Laurel: Do they chop off the head?

Rachel: No they just go for the jugular.

Laurel: I'm kind of digging this in a processed food kind of way.

Rachel: (Taking a whiff from the package) I think this one most resembles cat food.

ON THE TABLE: Natural High Beef Enchilada

Rachel: This tastes like a combination of Textured Vegetable Protein, leftover oatmeal, and corn tortillas.

She leans over and plucks a few blades of grass, then puts the grass in her mouth.

Let me compare...yeah, about the same.

Melissa: You know we have dogs here, right?

Rachel: (Unfazed) The packaging makes all of this food look so good. Look at this imagery.
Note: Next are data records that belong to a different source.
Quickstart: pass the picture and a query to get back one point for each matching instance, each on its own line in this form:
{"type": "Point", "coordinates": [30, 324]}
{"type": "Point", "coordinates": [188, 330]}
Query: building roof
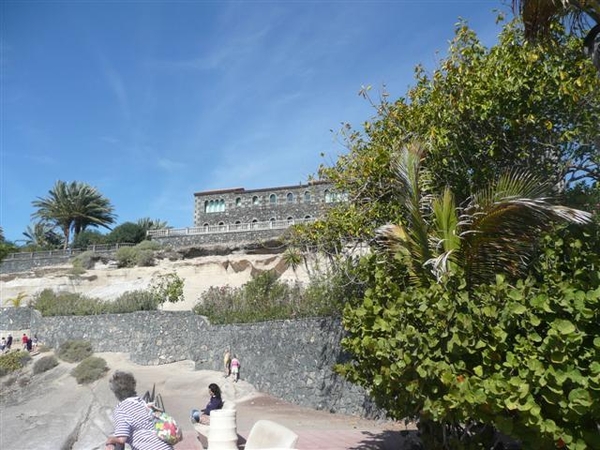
{"type": "Point", "coordinates": [241, 190]}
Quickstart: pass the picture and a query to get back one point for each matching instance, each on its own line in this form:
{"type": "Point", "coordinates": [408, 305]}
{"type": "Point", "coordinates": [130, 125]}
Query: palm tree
{"type": "Point", "coordinates": [494, 233]}
{"type": "Point", "coordinates": [42, 234]}
{"type": "Point", "coordinates": [537, 15]}
{"type": "Point", "coordinates": [74, 207]}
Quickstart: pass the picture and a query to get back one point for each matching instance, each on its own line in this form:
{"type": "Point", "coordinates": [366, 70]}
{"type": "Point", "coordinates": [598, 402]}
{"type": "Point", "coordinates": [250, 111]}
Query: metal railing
{"type": "Point", "coordinates": [229, 228]}
{"type": "Point", "coordinates": [68, 252]}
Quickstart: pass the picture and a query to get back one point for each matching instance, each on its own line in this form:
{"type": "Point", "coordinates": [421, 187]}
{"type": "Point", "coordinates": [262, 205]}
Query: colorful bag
{"type": "Point", "coordinates": [166, 428]}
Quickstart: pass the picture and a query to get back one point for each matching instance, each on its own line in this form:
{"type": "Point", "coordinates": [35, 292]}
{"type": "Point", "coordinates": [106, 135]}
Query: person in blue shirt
{"type": "Point", "coordinates": [216, 402]}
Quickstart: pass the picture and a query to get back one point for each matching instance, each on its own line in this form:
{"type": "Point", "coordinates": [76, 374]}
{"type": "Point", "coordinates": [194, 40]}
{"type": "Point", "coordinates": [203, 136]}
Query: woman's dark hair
{"type": "Point", "coordinates": [216, 390]}
{"type": "Point", "coordinates": [123, 385]}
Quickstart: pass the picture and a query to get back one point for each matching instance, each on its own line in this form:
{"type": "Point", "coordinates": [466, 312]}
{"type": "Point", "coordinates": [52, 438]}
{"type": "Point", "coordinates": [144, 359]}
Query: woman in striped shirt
{"type": "Point", "coordinates": [132, 418]}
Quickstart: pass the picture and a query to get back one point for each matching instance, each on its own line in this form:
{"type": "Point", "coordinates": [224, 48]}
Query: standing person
{"type": "Point", "coordinates": [132, 418]}
{"type": "Point", "coordinates": [29, 344]}
{"type": "Point", "coordinates": [215, 402]}
{"type": "Point", "coordinates": [235, 368]}
{"type": "Point", "coordinates": [227, 363]}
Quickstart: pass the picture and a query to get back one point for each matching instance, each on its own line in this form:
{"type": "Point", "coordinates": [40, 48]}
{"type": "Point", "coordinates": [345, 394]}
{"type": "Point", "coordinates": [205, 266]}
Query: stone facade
{"type": "Point", "coordinates": [238, 205]}
{"type": "Point", "coordinates": [290, 359]}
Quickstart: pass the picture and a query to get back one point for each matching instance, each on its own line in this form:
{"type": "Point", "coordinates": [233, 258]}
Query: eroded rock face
{"type": "Point", "coordinates": [108, 282]}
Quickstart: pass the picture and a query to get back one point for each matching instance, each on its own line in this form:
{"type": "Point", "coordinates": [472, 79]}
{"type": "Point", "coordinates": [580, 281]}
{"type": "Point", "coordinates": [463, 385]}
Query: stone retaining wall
{"type": "Point", "coordinates": [291, 360]}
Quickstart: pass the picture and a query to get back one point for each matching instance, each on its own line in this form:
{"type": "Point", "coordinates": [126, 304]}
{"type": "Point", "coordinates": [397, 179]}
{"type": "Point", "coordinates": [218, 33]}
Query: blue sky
{"type": "Point", "coordinates": [151, 101]}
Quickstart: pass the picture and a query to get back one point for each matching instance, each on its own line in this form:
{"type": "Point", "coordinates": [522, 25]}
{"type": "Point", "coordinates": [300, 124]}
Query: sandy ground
{"type": "Point", "coordinates": [108, 282]}
{"type": "Point", "coordinates": [45, 411]}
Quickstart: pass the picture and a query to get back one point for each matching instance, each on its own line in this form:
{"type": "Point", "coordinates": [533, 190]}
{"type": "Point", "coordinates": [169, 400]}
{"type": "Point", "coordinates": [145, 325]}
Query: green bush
{"type": "Point", "coordinates": [49, 303]}
{"type": "Point", "coordinates": [133, 301]}
{"type": "Point", "coordinates": [13, 361]}
{"type": "Point", "coordinates": [85, 260]}
{"type": "Point", "coordinates": [74, 351]}
{"type": "Point", "coordinates": [167, 288]}
{"type": "Point", "coordinates": [127, 232]}
{"type": "Point", "coordinates": [266, 298]}
{"type": "Point", "coordinates": [144, 258]}
{"type": "Point", "coordinates": [523, 357]}
{"type": "Point", "coordinates": [148, 245]}
{"type": "Point", "coordinates": [90, 369]}
{"type": "Point", "coordinates": [44, 364]}
{"type": "Point", "coordinates": [126, 256]}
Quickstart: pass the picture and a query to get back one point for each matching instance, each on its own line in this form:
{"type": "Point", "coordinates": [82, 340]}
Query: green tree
{"type": "Point", "coordinates": [41, 235]}
{"type": "Point", "coordinates": [73, 207]}
{"type": "Point", "coordinates": [441, 309]}
{"type": "Point", "coordinates": [89, 237]}
{"type": "Point", "coordinates": [538, 16]}
{"type": "Point", "coordinates": [481, 112]}
{"type": "Point", "coordinates": [127, 232]}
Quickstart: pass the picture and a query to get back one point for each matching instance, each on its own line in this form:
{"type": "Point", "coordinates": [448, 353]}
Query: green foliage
{"type": "Point", "coordinates": [483, 111]}
{"type": "Point", "coordinates": [89, 370]}
{"type": "Point", "coordinates": [13, 361]}
{"type": "Point", "coordinates": [49, 303]}
{"type": "Point", "coordinates": [148, 245]}
{"type": "Point", "coordinates": [266, 298]}
{"type": "Point", "coordinates": [85, 260]}
{"type": "Point", "coordinates": [6, 248]}
{"type": "Point", "coordinates": [126, 256]}
{"type": "Point", "coordinates": [146, 223]}
{"type": "Point", "coordinates": [522, 357]}
{"type": "Point", "coordinates": [41, 236]}
{"type": "Point", "coordinates": [127, 232]}
{"type": "Point", "coordinates": [44, 364]}
{"type": "Point", "coordinates": [17, 301]}
{"type": "Point", "coordinates": [142, 254]}
{"type": "Point", "coordinates": [132, 301]}
{"type": "Point", "coordinates": [74, 351]}
{"type": "Point", "coordinates": [73, 207]}
{"type": "Point", "coordinates": [87, 238]}
{"type": "Point", "coordinates": [168, 288]}
{"type": "Point", "coordinates": [144, 258]}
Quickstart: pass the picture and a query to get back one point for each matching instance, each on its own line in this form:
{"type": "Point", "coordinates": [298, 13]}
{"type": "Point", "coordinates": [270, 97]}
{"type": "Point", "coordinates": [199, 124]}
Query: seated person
{"type": "Point", "coordinates": [215, 402]}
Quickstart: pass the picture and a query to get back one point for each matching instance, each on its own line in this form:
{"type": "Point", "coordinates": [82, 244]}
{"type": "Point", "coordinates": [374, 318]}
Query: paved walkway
{"type": "Point", "coordinates": [317, 430]}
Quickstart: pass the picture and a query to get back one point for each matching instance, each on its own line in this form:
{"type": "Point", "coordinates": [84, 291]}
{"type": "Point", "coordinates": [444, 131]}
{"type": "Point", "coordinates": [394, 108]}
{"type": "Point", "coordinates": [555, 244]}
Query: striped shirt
{"type": "Point", "coordinates": [133, 419]}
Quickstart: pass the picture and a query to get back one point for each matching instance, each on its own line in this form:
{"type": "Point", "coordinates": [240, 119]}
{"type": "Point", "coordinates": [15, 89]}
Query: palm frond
{"type": "Point", "coordinates": [499, 227]}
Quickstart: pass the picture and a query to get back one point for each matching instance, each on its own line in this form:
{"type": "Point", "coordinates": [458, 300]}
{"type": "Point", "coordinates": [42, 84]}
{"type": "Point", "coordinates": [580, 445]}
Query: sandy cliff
{"type": "Point", "coordinates": [108, 282]}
I'm getting lakes and flowers and llamas--like I'm going to be transported to Nepal or something.

It's funny--one would think with the strides we've made in the American culinary scene that it would have trickled down to camping food. The market of consumers for this stuff probably overlaps heavily with people who spend a lot of money on food and wine. Oh my god, they don't have dehydrated wine do they?*

* Answer: yes.

**If you'd like to stay up to date on the latest food news, sign up for our free weekly e-newsletter, "The Hot Dish." Just click here to sign up.
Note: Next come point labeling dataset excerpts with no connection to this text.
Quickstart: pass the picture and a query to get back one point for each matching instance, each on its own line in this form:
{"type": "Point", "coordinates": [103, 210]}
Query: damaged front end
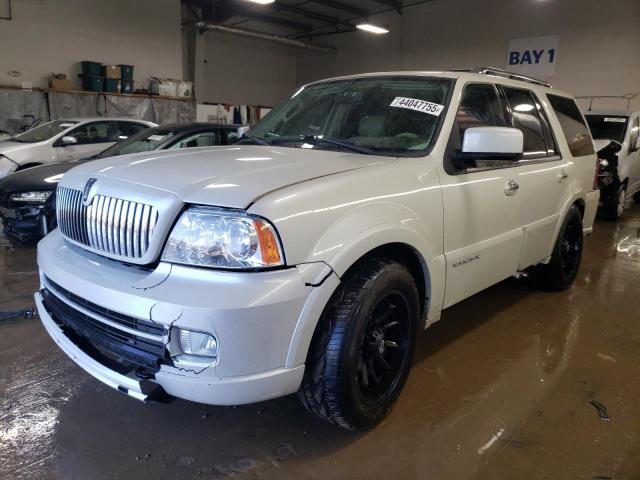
{"type": "Point", "coordinates": [131, 347]}
{"type": "Point", "coordinates": [608, 178]}
{"type": "Point", "coordinates": [27, 221]}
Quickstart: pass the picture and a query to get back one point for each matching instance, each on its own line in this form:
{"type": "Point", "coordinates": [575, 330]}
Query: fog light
{"type": "Point", "coordinates": [198, 343]}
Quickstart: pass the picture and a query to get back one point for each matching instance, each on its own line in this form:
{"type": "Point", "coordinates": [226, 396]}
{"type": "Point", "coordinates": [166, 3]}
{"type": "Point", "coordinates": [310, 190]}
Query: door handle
{"type": "Point", "coordinates": [511, 187]}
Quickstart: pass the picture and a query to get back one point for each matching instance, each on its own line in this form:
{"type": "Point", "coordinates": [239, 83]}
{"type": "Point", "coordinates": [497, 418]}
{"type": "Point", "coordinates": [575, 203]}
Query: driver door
{"type": "Point", "coordinates": [482, 222]}
{"type": "Point", "coordinates": [92, 138]}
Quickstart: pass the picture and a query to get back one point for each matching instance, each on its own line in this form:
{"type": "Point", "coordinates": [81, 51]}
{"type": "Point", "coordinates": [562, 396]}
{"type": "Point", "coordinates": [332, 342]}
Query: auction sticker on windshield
{"type": "Point", "coordinates": [417, 105]}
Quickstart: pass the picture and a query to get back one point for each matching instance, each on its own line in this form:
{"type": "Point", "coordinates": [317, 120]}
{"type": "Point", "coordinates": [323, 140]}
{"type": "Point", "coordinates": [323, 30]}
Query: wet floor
{"type": "Point", "coordinates": [512, 383]}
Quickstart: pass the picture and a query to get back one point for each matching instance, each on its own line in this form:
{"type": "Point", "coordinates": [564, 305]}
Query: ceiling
{"type": "Point", "coordinates": [296, 19]}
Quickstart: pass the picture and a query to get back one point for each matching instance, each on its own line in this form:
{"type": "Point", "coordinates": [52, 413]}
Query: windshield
{"type": "Point", "coordinates": [144, 141]}
{"type": "Point", "coordinates": [394, 115]}
{"type": "Point", "coordinates": [44, 132]}
{"type": "Point", "coordinates": [608, 127]}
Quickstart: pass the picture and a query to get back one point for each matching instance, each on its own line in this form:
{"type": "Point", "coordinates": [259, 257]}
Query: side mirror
{"type": "Point", "coordinates": [68, 140]}
{"type": "Point", "coordinates": [492, 143]}
{"type": "Point", "coordinates": [242, 131]}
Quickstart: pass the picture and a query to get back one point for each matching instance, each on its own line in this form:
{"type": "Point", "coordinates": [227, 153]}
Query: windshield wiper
{"type": "Point", "coordinates": [256, 140]}
{"type": "Point", "coordinates": [312, 139]}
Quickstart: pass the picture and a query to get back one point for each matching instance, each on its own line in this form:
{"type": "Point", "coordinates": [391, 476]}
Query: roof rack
{"type": "Point", "coordinates": [499, 72]}
{"type": "Point", "coordinates": [627, 96]}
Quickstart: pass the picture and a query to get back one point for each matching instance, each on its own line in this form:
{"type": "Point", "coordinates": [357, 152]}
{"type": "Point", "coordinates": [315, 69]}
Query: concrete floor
{"type": "Point", "coordinates": [501, 389]}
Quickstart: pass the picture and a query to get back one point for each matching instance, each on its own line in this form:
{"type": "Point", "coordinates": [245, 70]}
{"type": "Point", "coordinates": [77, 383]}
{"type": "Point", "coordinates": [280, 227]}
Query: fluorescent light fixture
{"type": "Point", "coordinates": [367, 27]}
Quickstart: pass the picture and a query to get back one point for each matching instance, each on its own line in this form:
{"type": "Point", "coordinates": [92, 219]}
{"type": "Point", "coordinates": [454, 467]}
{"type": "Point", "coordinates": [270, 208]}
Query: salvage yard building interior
{"type": "Point", "coordinates": [215, 262]}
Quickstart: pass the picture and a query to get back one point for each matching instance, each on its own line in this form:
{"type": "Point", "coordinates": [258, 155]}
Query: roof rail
{"type": "Point", "coordinates": [499, 72]}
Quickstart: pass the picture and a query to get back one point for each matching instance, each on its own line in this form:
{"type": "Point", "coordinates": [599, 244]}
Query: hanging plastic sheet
{"type": "Point", "coordinates": [173, 111]}
{"type": "Point", "coordinates": [20, 108]}
{"type": "Point", "coordinates": [70, 105]}
{"type": "Point", "coordinates": [130, 107]}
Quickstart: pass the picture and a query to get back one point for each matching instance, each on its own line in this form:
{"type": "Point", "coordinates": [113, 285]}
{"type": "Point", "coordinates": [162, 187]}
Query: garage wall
{"type": "Point", "coordinates": [242, 70]}
{"type": "Point", "coordinates": [54, 35]}
{"type": "Point", "coordinates": [597, 54]}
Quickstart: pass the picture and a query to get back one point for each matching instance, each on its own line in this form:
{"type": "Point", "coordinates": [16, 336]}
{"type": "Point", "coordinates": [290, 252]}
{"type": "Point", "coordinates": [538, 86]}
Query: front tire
{"type": "Point", "coordinates": [361, 352]}
{"type": "Point", "coordinates": [563, 267]}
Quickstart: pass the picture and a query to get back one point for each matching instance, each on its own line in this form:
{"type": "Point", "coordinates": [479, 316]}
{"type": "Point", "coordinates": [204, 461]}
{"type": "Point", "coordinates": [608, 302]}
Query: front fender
{"type": "Point", "coordinates": [348, 240]}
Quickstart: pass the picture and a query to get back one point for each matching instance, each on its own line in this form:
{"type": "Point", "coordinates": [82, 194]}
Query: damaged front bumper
{"type": "Point", "coordinates": [28, 222]}
{"type": "Point", "coordinates": [253, 316]}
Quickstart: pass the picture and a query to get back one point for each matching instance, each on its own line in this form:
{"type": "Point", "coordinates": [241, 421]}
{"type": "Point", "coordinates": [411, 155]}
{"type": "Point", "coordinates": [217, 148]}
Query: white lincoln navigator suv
{"type": "Point", "coordinates": [307, 257]}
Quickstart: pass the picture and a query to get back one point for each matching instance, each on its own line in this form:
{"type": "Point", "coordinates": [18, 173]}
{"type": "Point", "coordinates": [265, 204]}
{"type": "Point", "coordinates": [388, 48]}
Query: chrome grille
{"type": "Point", "coordinates": [112, 225]}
Posted by Jeff Severns Guntzel at July 6, 2008 8:31 PM

« Free Beer Friday: MGD Light and Samuel Adams | Main | Pick This: Strawberries »

Comments

After hiking/swimming/fishing all day on a camping trip it's a crime to come back to the fire for a steaming bowl of reconstituted goo. That's why you gotta just eat s'mores for every meal when you're in the backcountry.

Posted by: Reconstituted Monica at July 7, 2008 3:30 PM

It is trivially easy to make quality (read: decent, delicious, etc) 'camp food' from the ingredients in freeze-dry pouches. A little web research will find you recipies that transcend the pale freeze-dried poi that usually comes out of the packets. Anyone can dump powder into a pot. Real Researchers will strive for the alternative. Unless of course you initiates are bound and determined to not enjoy the backyard vacation.

Posted by: sparky at July 8, 2008 12:13 AM

BTW, freeze-dried 'food' is one of the most expensive and unpleasant ways to 'eat'. It takes loads of water, energy (campfire and/or camp gas) and time to reconstitute the stuff. Unless one is on a weeks long trek with easy access to water and fuel, try packing Real Food, wet and messy as it might be. The end weight will be the same as quantities of freeze-dried but the taste will be so much better. I've backpacked inch thick ribeyes and red wine into the New Mexico hills to enjoy at the mid-point of a 7 day trip.

Posted by: sparky at July 8, 2008 12:18 AM

Actually, I have dehydrated wine and -- AND! -- cheeseburger in a can at my place. I went to an insane amount of trouble to import them from Europe and now can't even bear to try them. Now that I type this out, I realize that I don't even want to talk about it.